All of the sudden, it became okay for the police to invade our homes and shoot our pets and our family members during raids. The cops were rolling by in tanks wearing body armor, toting automatic weapons and creating a culture of fear.

I don’t know a single person who isn’t afraid of cops. As we began connecting to one another in ways we never have before the internet, we began to realize that instead of protectors the police were an oppressive force that could do what it wants.

Now where does marijuana come into all of this?

It’s the one that can change the game. The reasons why marijuana is illegal has stopped making sense a long time ago, due to the fact that the government believed we wouldn’t look into it.

Patents made by the government for medical uses for marijuana conflict with its category one legal status, which means that we aren’t even allowed to study the plant unless we’re trying to prove its dangerous.

The prohibitionists in charge of defining these laws have time and time again lost credibility with their inability to explain to the public why marijuana is a category one drug, and therefore more dangerous than meth.

Lawmakers, who have their constituents and their rights to look after, got fed up with a policy that was no longer making sense.

It’s not just hippies and delinquents fighting for legalization of weed nowadays; it’s scientists, lawyers, and legitimate politicians who are looking at this abuse for what it is.

The DEA doesn’t want to protect us by throwing us in jail for joints. They do it because their annual budget is upwards of five billion dollars, and prohibition makes that possible.

If you make marijuana legal, suddenly they have much less use to our society and they lose all that money.

At the end of the day, marijuana prohibition feeds a system of abuse at the national level. We not only allow the government to punish us for something less of a danger to ourselves and society than alcohol, but we allow them to take our freedom of choice away.

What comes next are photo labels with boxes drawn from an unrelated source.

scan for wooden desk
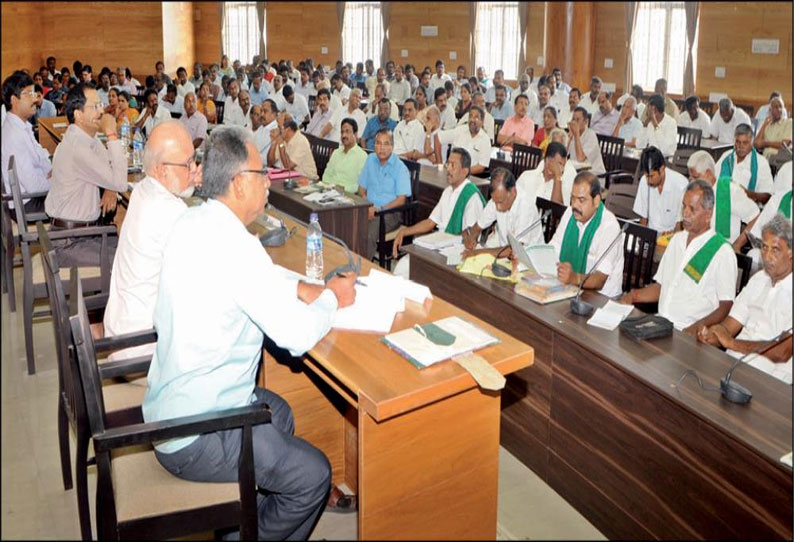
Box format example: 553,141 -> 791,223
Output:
260,220 -> 533,539
416,165 -> 491,222
39,117 -> 68,155
268,181 -> 372,257
407,246 -> 792,539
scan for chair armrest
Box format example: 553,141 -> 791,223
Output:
92,403 -> 270,453
99,356 -> 152,380
94,328 -> 157,354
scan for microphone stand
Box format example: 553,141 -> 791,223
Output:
571,223 -> 629,316
720,328 -> 792,405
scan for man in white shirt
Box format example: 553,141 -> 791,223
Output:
716,124 -> 774,204
579,75 -> 601,115
281,85 -> 310,125
142,127 -> 355,540
434,109 -> 491,175
612,92 -> 644,147
677,96 -> 711,137
176,66 -> 196,98
621,180 -> 737,337
179,92 -> 207,149
516,141 -> 576,207
687,150 -> 758,252
428,60 -> 452,95
392,99 -> 430,161
104,121 -> 201,360
463,168 -> 543,256
0,71 -> 52,215
633,147 -> 689,234
550,171 -> 623,297
568,106 -> 606,175
387,64 -> 411,105
710,98 -> 752,143
698,215 -> 792,384
637,94 -> 678,156
392,148 -> 485,278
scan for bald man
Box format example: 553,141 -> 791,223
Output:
104,120 -> 201,360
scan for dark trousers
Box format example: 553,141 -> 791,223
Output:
155,388 -> 331,540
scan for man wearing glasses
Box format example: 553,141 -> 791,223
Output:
2,72 -> 52,215
44,83 -> 127,267
104,121 -> 201,360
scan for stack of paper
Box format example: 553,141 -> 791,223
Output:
587,299 -> 634,331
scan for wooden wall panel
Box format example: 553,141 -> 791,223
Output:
162,2 -> 195,75
195,2 -> 223,65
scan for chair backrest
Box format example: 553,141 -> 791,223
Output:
8,154 -> 28,234
736,252 -> 753,295
212,100 -> 226,124
678,126 -> 703,149
303,133 -> 339,179
618,218 -> 657,292
69,267 -> 105,435
535,197 -> 567,243
513,143 -> 543,179
596,134 -> 625,171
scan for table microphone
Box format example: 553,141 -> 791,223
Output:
267,203 -> 361,283
571,222 -> 629,316
491,209 -> 551,277
720,328 -> 792,405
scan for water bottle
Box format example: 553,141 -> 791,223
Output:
132,128 -> 143,168
306,213 -> 323,281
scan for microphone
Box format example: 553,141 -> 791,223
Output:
267,203 -> 361,283
720,328 -> 792,405
571,222 -> 629,316
491,209 -> 551,277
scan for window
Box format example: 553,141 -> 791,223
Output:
223,2 -> 264,65
474,2 -> 521,79
342,2 -> 383,66
632,2 -> 697,94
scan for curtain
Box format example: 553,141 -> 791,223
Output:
256,2 -> 267,62
331,2 -> 347,66
380,2 -> 391,67
623,2 -> 637,93
516,2 -> 529,78
684,2 -> 700,97
469,2 -> 477,75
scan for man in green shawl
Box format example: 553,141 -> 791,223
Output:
393,147 -> 485,277
621,183 -> 737,336
551,171 -> 623,297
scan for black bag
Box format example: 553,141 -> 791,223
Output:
620,314 -> 673,339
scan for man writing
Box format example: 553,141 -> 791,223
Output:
621,180 -> 737,336
143,126 -> 355,540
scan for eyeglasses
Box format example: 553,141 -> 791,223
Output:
160,153 -> 198,170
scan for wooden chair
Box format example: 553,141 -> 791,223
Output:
618,218 -> 657,292
535,197 -> 566,243
510,143 -> 543,179
69,269 -> 270,540
36,222 -> 157,540
8,156 -> 116,374
596,134 -> 629,188
375,159 -> 422,270
303,134 -> 339,179
212,100 -> 226,124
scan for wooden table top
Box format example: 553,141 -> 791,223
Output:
406,245 -> 792,468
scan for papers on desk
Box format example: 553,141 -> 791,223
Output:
414,230 -> 463,250
587,299 -> 634,331
381,316 -> 499,369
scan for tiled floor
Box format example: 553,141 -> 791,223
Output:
0,268 -> 604,540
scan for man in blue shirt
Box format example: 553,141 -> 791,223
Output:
358,130 -> 411,259
361,98 -> 397,152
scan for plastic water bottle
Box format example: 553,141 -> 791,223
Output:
306,213 -> 323,281
132,128 -> 143,168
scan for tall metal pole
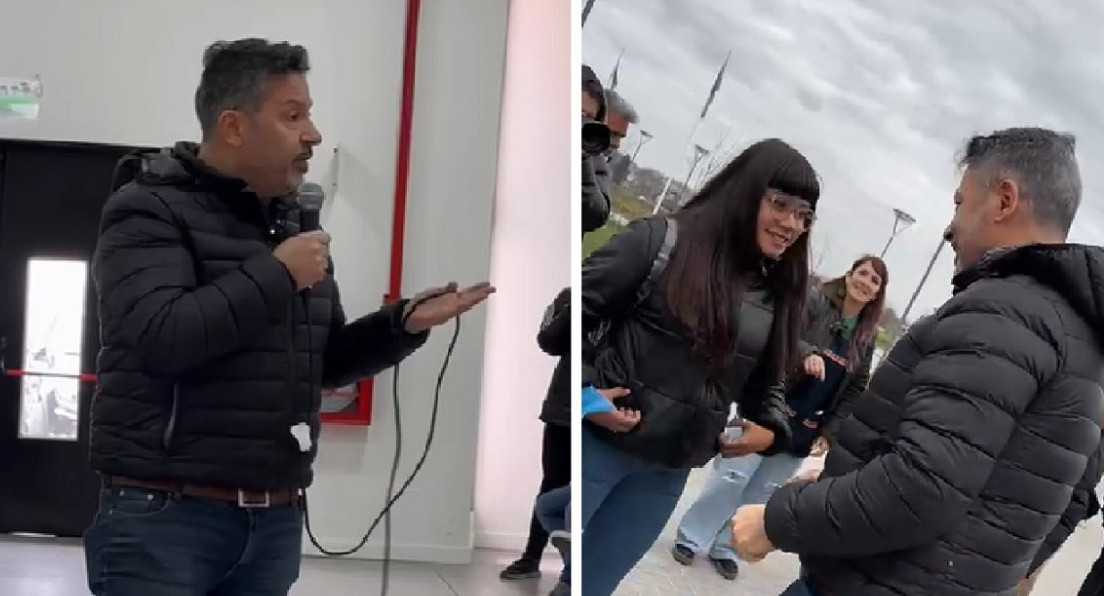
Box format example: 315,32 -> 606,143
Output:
901,241 -> 947,324
879,209 -> 916,258
651,118 -> 701,215
582,0 -> 594,26
679,145 -> 709,205
633,128 -> 651,163
878,234 -> 896,258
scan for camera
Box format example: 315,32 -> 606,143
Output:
583,116 -> 611,157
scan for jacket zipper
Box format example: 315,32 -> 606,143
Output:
287,296 -> 300,428
161,383 -> 180,453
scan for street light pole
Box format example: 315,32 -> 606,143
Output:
633,128 -> 651,163
582,0 -> 594,26
879,209 -> 916,258
679,145 -> 709,205
901,240 -> 947,326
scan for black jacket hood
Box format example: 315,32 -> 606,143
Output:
112,141 -> 246,193
954,244 -> 1104,342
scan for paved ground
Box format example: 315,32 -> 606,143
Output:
616,459 -> 1104,596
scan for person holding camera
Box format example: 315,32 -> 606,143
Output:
582,64 -> 611,234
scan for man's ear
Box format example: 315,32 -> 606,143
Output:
994,178 -> 1023,222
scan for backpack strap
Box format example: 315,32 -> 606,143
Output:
633,217 -> 679,309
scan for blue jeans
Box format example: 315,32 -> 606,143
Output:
580,426 -> 690,596
778,579 -> 820,596
537,485 -> 571,585
84,488 -> 302,596
677,454 -> 802,561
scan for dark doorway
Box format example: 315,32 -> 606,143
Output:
0,140 -> 142,536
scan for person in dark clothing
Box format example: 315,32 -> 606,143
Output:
499,288 -> 576,579
580,139 -> 820,596
1073,501 -> 1104,596
84,39 -> 493,596
671,256 -> 889,579
582,64 -> 612,234
733,128 -> 1104,596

If you look at the death rates, all of these illicit drugs that are actually dangerous have minuscule death rates when compared with the death rates of legal prescription drugs.

So how is the DEA protecting us, when these drugs are happily allowed to poison us?

As the benefits economically and medically of legalization pile up, prohibition looks all the more hypocritical and destructive to our society.

So why should we allow it to go on?

In Massachusetts, voters have a say on this issue. In November, ballot question 4 asks if recreational marijuana should be legalized for adults over the age of 21.